Riporto uno stralcio di Corte di Cassazione, sez. Lavoro, sentenza 11 aprile - 3 luglio 2013, n.
16587.
Trattandosi, ed è pacifico, di fondo di previdenza integrativa, i
versamenti erano preordinati non certo all'immediato soddisfacimento del
lavoratore, ma, proprio in coerenza con la loro funzione, sono stati, e
dovevano essere, accantonati e non direttamente corrisposti, per garantire il
trattamento integrativo in caso di cessazione del rapporto di lavoro, o in caso
di invalidità sopravvenuta, secondo le condizioni previste dal relativo statuto
e con divieto di distrazione ai sensi dell'art. 2117 cod. civ..
Vero è infatti che ai diritti ed obblighi nascenti dal rapporto di lavoro accede,
in questi casi, un ulteriore rapporto contrattuale, che obbliga il datore ai
versamenti per garantire, in presenza delle condizioni prescritte, il
conseguimento di una pensione integrativa di quella obbligatoria.
Questo ulteriore rapporto costituisce un indubbio beneficio per il lavoratore,
il quale però non altera, né modifica, né si compenetra con i diritti ed
obblighi nascenti dal rapporto di lavoro, ed in particolare, non incide sulle
modalità di erogazione delle indennità ricollegate alla fine del rapporto
medesimo.
4. Il beneficio, che al lavoratore apporta il rapporto di previdenza
integrativa, non è costituito dai "versamenti" effettuati dal datore,
ma dalla pensione che con essi verrà conseguita.
La contribuzione infatti, data la funzione del Fondo, per sua natura non può
entrare nel patrimonio dei lavoratori interessati, i quali possono solo
pretendere che venga versata al soggetto indicato nello Statuto.
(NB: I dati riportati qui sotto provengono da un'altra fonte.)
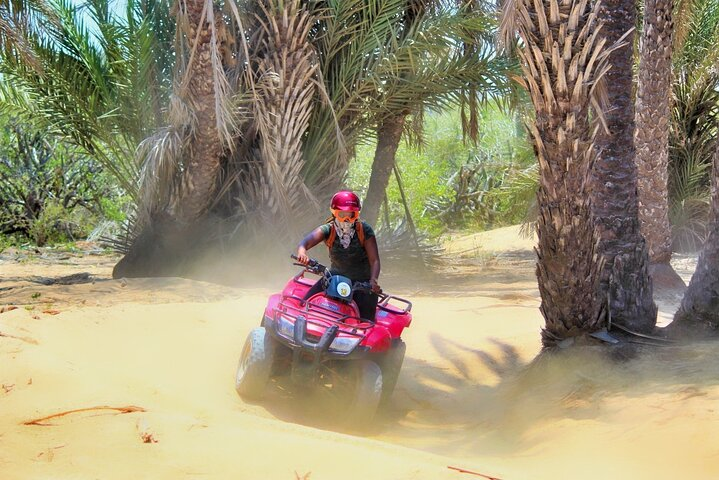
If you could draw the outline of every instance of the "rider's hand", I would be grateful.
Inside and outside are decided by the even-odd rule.
[[[370,278],[369,285],[373,293],[382,293],[382,287],[379,286],[376,279]]]
[[[305,250],[304,247],[300,247],[297,249],[297,262],[301,263],[302,265],[307,265],[310,263],[310,257],[307,256],[307,250]]]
Il lavoratore
non la riceve né nel corso del rapporto, né alla sua cessazione, essendo solo
il destinatario di una aspettativa al trattamento pensionistico integrativo,
che si concreterà esclusivamente al maturarsi di certi requisiti e condizioni.
Il rapporto di previdenza integrativa ha certamente come necessario presupposto
l'esistenza del rapporto di lavoro subordinato, ma ha poi regole proprie, tra
le quali quella essenziale è certamente l'obbligo del versamento, a carico del
datore di una contribuzione, ed a favore non certo del lavoratore ma,
necessariamente, a favore del soggetto onerato della prestazione integrativa.
Questo obbligo non può però "rifluire" sul rapporto di lavoro ed
alterarne la fisionomia, perché non è in nesso di corrispettività diretta con
la prestazione lavorativa.
Il carattere non retributivo dei versamenti effettuati dal datore per la
previdenza integrativa è avvalorato dal regime previdenziale che li regola.
Va così definitivamente stabilito che i versamenti effettuati dal datore ai fondi di previdenza
complementare, quali che siano i lineamenti del Fondo, non sono assoggettati a
contribuzione Inps ma solo ad un contributo di solidarietà (valido a regime e
riferito anche al passato ma solo per gli anni dal 1 settembre 1985 al 30
giugno 1991), così escludendosi che questi abbiano natura retributiva.
Si badi poi che l'esonero dalla contribuzione AGO non vale solo per il periodo
successivo all'entrata in vigore del DL 103/91, ma anche anteriormente, fin
dal'inizio della istituzione di detti fondi, stante il carattere retroattivo di
questa disposizione, come espressamente confermato dall'art. 1 comma 193 della
legge 662/96 che ha sostituito l'art. 9 bis del DL 103/91, convertito in legge
166/91. Quindi i predetti contributi hanno, ed hanno sempre avuto, natura previdenziale
e non retributiva, onde è infondata la pretesa al loro inserimento nelle
indennità conseguenti alla cessazione del rapporto di lavoro.
Va ancora considerato che
i versamenti effettuati dal datore alle forme pensionistiche complementari non
concorrono neppure a formare il reddito da lavoro dipendente, ai sensi
dell'art. 3 comma 2 lettera a) d.lgs. 314/97.